In Illinois, more than 32,000 people are living with HIV or AIDS, according to the latest data from the Illinois Department of Public Health. Chicago's HIV infection prevalence rate of 761 per 100,000 population is about three times greater than the national rate of 275 per 100,000.
"I know more and more people who are choosing HIV-infected partners," said Lora Branch, former director of the division of sexually transmitted infections and HIV at the Chicago Department of Public Health. "It's not that unusual anymore."
It is difficult to determine how many people with HIV are part of serodiscordant couples, because little research has been done, said Dr. Deborah Cohan, associate professor of obstetrics, gynecology and reproductive sciences at the University of California at San Francisco.
"It's a hidden population," she said.
But a study published in 2001 in the journal Family Planning Perspectives found that about half the HIV-positive men and women who were surveyed about their desire to have children reported their spouse or primary partner was HIV-negative, Cohan said.
Branch said she believes gays and heterosexuals make up an equal number of magnet couples, who span the demographic spectrum of race and class.
"The relationships that are most likely to last are ones where the healthy partner goes into it fully knowledgeable about the health risks, the medical challenges and other issues involved with being HIV-positive," said Watkins-Hayes, who is also an associate professor of sociology and African-American studies. "Those who enter these relationships unprepared for what it means are the ones most likely to fail."
The McLoyds, who live in south suburban Matteson, said they decided to be interviewed about their relationship because they wanted to tackle the stigma surrounding HIV. McLoyd is consumer development and advocacy coordinator in prevention and education at the CORE Center. Both have two children from previous relationships.

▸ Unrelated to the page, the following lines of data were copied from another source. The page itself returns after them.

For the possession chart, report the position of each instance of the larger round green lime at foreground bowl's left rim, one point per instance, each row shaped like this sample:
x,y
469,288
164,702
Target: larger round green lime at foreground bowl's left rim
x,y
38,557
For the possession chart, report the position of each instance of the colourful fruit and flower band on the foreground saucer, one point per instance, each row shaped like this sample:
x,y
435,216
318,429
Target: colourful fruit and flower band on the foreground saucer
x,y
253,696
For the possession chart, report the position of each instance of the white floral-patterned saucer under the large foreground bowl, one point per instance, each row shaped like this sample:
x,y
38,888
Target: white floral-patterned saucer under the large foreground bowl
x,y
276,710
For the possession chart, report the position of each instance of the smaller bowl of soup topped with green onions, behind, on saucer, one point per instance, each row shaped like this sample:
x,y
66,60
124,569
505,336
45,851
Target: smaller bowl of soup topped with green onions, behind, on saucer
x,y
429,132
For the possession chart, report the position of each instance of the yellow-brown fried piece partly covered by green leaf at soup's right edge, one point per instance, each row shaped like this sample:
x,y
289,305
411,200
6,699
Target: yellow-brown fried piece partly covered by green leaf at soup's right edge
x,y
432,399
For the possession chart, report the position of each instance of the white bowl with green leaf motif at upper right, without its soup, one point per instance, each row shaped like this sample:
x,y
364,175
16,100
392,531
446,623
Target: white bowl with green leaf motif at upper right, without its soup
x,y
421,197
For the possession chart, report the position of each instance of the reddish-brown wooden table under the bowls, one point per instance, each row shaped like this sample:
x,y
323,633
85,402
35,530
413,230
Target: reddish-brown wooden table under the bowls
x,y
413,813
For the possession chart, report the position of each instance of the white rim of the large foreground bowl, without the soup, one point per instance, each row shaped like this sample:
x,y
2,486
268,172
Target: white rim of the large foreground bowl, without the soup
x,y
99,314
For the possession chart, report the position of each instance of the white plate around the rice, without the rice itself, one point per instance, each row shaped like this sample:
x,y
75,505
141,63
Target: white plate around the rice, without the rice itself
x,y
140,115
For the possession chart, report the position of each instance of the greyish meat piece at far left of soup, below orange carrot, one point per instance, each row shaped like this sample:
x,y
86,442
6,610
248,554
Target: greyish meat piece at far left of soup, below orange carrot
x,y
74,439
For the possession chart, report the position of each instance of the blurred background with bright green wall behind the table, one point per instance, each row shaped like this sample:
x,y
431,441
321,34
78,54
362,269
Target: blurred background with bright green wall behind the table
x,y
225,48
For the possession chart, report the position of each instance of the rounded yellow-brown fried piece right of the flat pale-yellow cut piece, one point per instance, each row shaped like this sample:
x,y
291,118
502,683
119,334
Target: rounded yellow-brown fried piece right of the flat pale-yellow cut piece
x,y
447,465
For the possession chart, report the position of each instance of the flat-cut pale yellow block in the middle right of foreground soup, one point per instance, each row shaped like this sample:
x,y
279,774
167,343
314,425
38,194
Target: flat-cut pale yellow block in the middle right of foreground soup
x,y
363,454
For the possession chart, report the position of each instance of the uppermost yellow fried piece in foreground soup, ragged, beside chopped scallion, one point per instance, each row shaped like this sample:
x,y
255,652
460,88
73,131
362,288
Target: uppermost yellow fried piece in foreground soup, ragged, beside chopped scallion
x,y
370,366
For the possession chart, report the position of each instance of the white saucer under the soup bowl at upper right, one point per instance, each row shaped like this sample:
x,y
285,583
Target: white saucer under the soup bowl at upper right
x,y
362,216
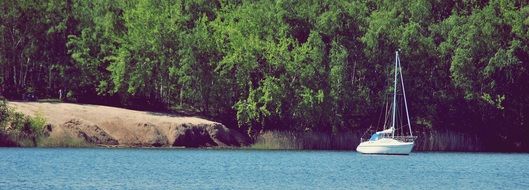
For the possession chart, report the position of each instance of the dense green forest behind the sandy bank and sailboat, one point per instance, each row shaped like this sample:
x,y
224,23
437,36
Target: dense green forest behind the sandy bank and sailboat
x,y
284,65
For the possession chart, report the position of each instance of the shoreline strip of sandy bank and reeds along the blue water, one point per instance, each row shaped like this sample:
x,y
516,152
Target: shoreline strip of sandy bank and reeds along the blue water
x,y
85,125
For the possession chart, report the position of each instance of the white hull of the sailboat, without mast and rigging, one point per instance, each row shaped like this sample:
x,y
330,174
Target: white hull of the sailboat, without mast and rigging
x,y
385,146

"We wring our hands about stigma," McLoyd said, speaking about advocates and people with HIV, "but we don't do anything about it. By putting a face to it, you reduce the impact."
Relaxing at home with their Great Dane, D'ogie, the McLoyds are comfortable in their relationship. But Jacobs-McLoyd had not told close family members about her husband's HIV diagnosis before agreeing to participate in this story. The thought of such a conversation caused her to take nervous, deep breaths.

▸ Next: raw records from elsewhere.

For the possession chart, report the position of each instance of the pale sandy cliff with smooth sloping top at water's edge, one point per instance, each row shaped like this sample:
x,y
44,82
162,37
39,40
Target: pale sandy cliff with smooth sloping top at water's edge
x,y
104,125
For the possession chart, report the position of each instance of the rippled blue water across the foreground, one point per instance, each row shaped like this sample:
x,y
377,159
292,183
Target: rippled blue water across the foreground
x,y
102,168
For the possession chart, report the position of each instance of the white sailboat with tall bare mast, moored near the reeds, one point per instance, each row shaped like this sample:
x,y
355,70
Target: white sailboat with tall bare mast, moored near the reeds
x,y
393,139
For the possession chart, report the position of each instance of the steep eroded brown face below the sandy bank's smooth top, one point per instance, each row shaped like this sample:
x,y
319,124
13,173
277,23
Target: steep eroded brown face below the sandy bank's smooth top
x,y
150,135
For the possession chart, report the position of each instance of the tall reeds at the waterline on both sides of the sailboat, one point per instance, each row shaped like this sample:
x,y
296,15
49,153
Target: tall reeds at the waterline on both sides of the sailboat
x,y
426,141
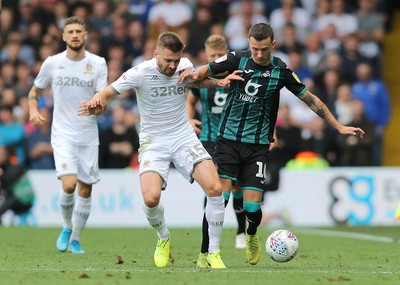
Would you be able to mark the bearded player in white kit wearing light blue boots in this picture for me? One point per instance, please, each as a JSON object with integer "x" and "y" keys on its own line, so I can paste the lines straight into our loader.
{"x": 74, "y": 75}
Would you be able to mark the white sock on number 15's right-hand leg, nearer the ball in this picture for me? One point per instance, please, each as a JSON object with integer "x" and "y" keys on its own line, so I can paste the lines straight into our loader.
{"x": 215, "y": 212}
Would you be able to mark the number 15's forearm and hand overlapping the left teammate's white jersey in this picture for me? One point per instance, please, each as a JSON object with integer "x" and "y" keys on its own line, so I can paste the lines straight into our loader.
{"x": 97, "y": 104}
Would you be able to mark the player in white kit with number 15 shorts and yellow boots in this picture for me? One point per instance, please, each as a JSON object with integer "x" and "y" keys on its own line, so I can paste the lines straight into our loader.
{"x": 167, "y": 137}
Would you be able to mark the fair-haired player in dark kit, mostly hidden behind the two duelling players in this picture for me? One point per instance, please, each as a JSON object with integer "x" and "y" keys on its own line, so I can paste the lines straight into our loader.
{"x": 212, "y": 101}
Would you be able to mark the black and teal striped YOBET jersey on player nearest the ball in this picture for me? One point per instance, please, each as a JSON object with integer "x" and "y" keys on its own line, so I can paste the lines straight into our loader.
{"x": 251, "y": 108}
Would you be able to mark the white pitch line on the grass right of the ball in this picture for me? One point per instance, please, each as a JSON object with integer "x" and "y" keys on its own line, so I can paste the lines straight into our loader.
{"x": 361, "y": 236}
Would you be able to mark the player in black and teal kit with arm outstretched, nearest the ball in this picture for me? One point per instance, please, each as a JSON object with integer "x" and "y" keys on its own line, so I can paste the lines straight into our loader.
{"x": 249, "y": 117}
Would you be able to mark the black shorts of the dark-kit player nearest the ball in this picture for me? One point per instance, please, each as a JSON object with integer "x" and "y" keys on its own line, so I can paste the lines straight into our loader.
{"x": 242, "y": 162}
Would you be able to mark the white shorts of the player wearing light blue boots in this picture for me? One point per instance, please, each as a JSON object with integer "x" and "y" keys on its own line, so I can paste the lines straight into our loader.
{"x": 81, "y": 161}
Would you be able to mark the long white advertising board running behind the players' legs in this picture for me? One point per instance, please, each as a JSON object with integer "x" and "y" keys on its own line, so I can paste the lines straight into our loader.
{"x": 356, "y": 196}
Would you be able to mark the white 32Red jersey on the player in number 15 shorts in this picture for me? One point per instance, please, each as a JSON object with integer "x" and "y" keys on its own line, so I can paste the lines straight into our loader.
{"x": 161, "y": 100}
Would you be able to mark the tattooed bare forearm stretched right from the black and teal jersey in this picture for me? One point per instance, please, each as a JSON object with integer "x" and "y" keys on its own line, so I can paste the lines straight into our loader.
{"x": 319, "y": 108}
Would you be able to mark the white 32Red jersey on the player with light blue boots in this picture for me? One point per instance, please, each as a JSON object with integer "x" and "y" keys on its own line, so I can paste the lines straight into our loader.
{"x": 73, "y": 82}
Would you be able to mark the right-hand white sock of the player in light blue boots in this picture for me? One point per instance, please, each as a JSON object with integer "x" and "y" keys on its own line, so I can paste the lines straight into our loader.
{"x": 80, "y": 217}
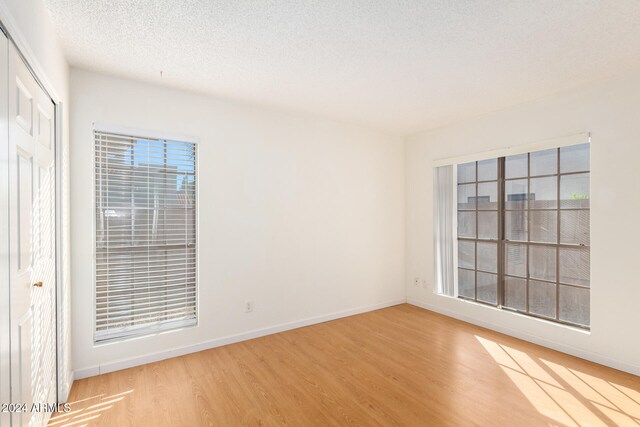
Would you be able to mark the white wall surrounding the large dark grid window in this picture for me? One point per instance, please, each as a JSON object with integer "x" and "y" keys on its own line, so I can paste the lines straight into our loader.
{"x": 611, "y": 112}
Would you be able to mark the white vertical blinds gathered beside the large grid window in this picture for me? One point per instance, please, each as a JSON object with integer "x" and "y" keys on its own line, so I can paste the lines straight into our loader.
{"x": 443, "y": 229}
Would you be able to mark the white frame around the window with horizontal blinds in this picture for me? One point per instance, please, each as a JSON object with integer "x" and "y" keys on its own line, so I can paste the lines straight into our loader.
{"x": 151, "y": 329}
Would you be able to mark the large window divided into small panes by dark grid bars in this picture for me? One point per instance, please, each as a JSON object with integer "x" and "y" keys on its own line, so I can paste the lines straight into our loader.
{"x": 523, "y": 233}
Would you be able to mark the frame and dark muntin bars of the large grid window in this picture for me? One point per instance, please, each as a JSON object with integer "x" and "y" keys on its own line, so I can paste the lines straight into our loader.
{"x": 502, "y": 242}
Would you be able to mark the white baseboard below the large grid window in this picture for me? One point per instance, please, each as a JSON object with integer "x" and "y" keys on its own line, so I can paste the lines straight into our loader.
{"x": 593, "y": 357}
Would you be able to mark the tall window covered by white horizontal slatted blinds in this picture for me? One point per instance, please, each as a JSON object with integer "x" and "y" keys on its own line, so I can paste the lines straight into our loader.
{"x": 145, "y": 235}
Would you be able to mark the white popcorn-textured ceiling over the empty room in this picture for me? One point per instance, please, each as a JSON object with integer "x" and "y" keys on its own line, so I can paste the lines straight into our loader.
{"x": 397, "y": 65}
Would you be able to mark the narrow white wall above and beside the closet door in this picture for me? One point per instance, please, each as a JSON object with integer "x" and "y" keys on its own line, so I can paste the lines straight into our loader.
{"x": 29, "y": 25}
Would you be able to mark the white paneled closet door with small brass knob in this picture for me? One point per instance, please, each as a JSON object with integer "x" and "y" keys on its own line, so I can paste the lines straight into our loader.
{"x": 32, "y": 243}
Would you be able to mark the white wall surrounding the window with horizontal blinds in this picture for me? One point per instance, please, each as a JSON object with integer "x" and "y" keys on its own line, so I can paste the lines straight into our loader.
{"x": 301, "y": 215}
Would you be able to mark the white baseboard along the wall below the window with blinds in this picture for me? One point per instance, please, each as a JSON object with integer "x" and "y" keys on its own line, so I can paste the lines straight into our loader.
{"x": 231, "y": 339}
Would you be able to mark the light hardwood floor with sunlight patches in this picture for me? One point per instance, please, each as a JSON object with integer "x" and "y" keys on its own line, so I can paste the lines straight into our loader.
{"x": 397, "y": 366}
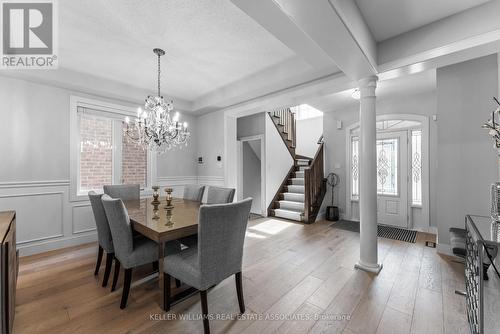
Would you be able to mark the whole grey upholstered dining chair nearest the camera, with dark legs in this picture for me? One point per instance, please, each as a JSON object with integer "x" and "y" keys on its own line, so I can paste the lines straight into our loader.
{"x": 217, "y": 255}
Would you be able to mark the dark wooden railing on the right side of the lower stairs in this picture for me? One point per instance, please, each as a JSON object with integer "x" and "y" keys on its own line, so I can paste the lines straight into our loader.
{"x": 314, "y": 184}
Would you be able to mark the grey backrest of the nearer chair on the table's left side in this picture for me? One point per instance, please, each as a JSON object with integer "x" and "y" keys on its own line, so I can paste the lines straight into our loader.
{"x": 119, "y": 224}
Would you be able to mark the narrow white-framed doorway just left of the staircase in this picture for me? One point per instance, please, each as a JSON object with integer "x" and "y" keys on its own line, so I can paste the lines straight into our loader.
{"x": 251, "y": 173}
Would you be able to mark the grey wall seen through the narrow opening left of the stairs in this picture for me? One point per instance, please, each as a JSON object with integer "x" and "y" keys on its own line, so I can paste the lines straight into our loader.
{"x": 252, "y": 174}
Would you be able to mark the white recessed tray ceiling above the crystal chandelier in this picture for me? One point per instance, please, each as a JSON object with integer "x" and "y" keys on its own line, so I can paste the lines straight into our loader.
{"x": 209, "y": 43}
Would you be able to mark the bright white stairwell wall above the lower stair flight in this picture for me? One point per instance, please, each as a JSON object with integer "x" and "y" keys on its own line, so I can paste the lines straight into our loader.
{"x": 309, "y": 130}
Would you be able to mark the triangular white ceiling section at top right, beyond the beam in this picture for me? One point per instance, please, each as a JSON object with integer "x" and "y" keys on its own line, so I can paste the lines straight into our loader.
{"x": 389, "y": 18}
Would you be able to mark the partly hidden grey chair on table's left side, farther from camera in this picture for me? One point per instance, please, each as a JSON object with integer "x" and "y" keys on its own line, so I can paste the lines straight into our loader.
{"x": 104, "y": 238}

"In the back of my mind, there was this fear they would treat him differently when they found out he was positive because of all the stigma," she said. "I didn't want to make a choice between family and my husband."
Jacobs-McLoyd said she sees she hadn't given her relatives enough credit. "I got really good feedback from those I've told," she said.
The McLoyds say more resources should be available to support couples in their situation, and they want to form a support group.
Jacobs-McLoyd said that although she fights the urge to be overprotective about her husband's health, the couple's relationship is more typical than not.